Thankfully, the Gospel of our Adoption brings both! The opportunity to participate in the Gospel Pleasure that Jesus has with His Father, and shares with us as a human being. (Matt. 3:17) And, the opportunity to share in Jesus’ Gospel Pain so we might be protected from further sin injury and experience EVEN MORE of His Gospel Pleasure FOREVERMORE! (Heb. 12.3-12)

~ by Timothy Brassell

The Father’s Plan

Did God really create humanity so he could adopt us as his children? After all, the word “adoption” only appears a few times in the New Testament.

This is a question I’ve received more than once in the last couple of years, and a question I also wondered about when I first started thinking of the gospel in terms of Ephesians 1:5, which says:  The Father predestined us to be adopted as his children through Jesus Christ.

It does seem that the NT spends a lot more time talking about sin, atonement, our behavior, and our belief, than it does about the idea of adoption.

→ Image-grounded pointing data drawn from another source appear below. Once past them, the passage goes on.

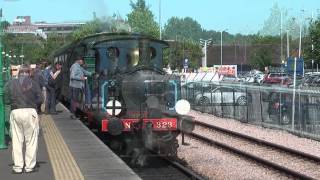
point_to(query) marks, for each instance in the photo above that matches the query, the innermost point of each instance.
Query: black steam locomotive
(129, 98)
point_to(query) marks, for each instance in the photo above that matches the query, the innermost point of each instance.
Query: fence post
(3, 144)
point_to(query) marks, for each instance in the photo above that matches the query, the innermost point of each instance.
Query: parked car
(222, 95)
(277, 78)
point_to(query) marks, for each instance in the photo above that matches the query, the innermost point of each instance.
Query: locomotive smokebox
(186, 124)
(115, 126)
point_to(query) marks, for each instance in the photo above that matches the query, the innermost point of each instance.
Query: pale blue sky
(238, 16)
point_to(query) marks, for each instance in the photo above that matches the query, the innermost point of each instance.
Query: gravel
(275, 136)
(216, 163)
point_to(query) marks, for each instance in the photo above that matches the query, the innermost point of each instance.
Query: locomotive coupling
(115, 126)
(186, 123)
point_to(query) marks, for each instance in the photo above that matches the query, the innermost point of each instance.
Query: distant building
(23, 25)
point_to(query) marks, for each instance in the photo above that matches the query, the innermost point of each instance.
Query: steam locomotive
(129, 99)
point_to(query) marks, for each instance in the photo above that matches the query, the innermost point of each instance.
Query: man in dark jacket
(24, 95)
(38, 77)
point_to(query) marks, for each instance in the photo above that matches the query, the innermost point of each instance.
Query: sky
(235, 16)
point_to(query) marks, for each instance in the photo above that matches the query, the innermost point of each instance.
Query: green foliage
(89, 28)
(261, 58)
(178, 28)
(4, 24)
(178, 51)
(313, 39)
(33, 48)
(27, 44)
(262, 54)
(142, 20)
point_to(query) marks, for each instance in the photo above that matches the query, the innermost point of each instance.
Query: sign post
(2, 120)
(186, 65)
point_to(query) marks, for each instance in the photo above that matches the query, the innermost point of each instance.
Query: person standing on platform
(24, 95)
(77, 82)
(37, 76)
(58, 79)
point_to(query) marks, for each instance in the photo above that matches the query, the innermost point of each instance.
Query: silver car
(222, 95)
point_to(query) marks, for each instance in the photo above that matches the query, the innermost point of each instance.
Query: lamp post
(2, 120)
(205, 44)
(14, 59)
(221, 46)
(8, 67)
(21, 57)
(160, 18)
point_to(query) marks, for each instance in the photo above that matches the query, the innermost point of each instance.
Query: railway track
(289, 161)
(162, 168)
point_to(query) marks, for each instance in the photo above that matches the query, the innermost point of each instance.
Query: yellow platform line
(63, 164)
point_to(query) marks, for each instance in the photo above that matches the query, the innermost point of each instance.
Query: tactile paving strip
(63, 163)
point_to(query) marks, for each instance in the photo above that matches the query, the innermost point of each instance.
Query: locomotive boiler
(129, 99)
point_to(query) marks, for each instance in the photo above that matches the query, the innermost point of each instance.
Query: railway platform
(68, 150)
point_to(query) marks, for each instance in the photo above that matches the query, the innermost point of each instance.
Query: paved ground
(45, 171)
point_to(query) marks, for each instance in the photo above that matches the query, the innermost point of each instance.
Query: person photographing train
(78, 76)
(24, 95)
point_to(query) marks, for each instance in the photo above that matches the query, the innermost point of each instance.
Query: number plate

Then, one day, it hit me: how many times does my Father have to tell me what the plan is before I’ll believe it? In other words, why do I find it hard to believe that adoption was the plan just because that word is only used a couple of times in the NT? If the Father’s Spirit says “adoption is the Father’s plan” – as he does in Eph. 1:5 – then that’s the plan, whether the Spirit says it once or a thousand times.

Here’s an analogy:

Suppose you came to visit me in Nashville and after church I said “Meet me at Demos’ for lunch at 1:30″ and then I spent 5 minutes giving you detailed directions on how to get downtown to the restaurant. I show up at 1:30 but you don’t show up, so I call your cell and you say “oh, well, you only said ‘let’s eat at Demos’ one time, but you spent five minutes telling me about the streets in downtown Nashville, so I’ve just been driving around downtown”.

That is definitely missing the forest for the trees isn’t it?!

It’s true that the NT spends a lot of time talking about how the plan of adoption was accomplished: how the Son became human as the man Jesus, how he crucified our sinful nature in his cross, how he raised us up to his Father’s right hand in his ascension, and how his Spirit is helping us come to believe the truth that we are adopted in Christ as children of the Father.

But just because the Spirit only tells us a couple of times what the plan was doesn’t mean that the details of the plan are more important than the plan itself. The end, the destiny, the purpose of human existence – that we have been adopted in Christ as children of the Father – is the most important fact we can know about ourselves and our Dad in heaven.

Don’t miss the forest for the trees! How we are adopted in Christ is important but it’s not as important as the fact that we are adopted.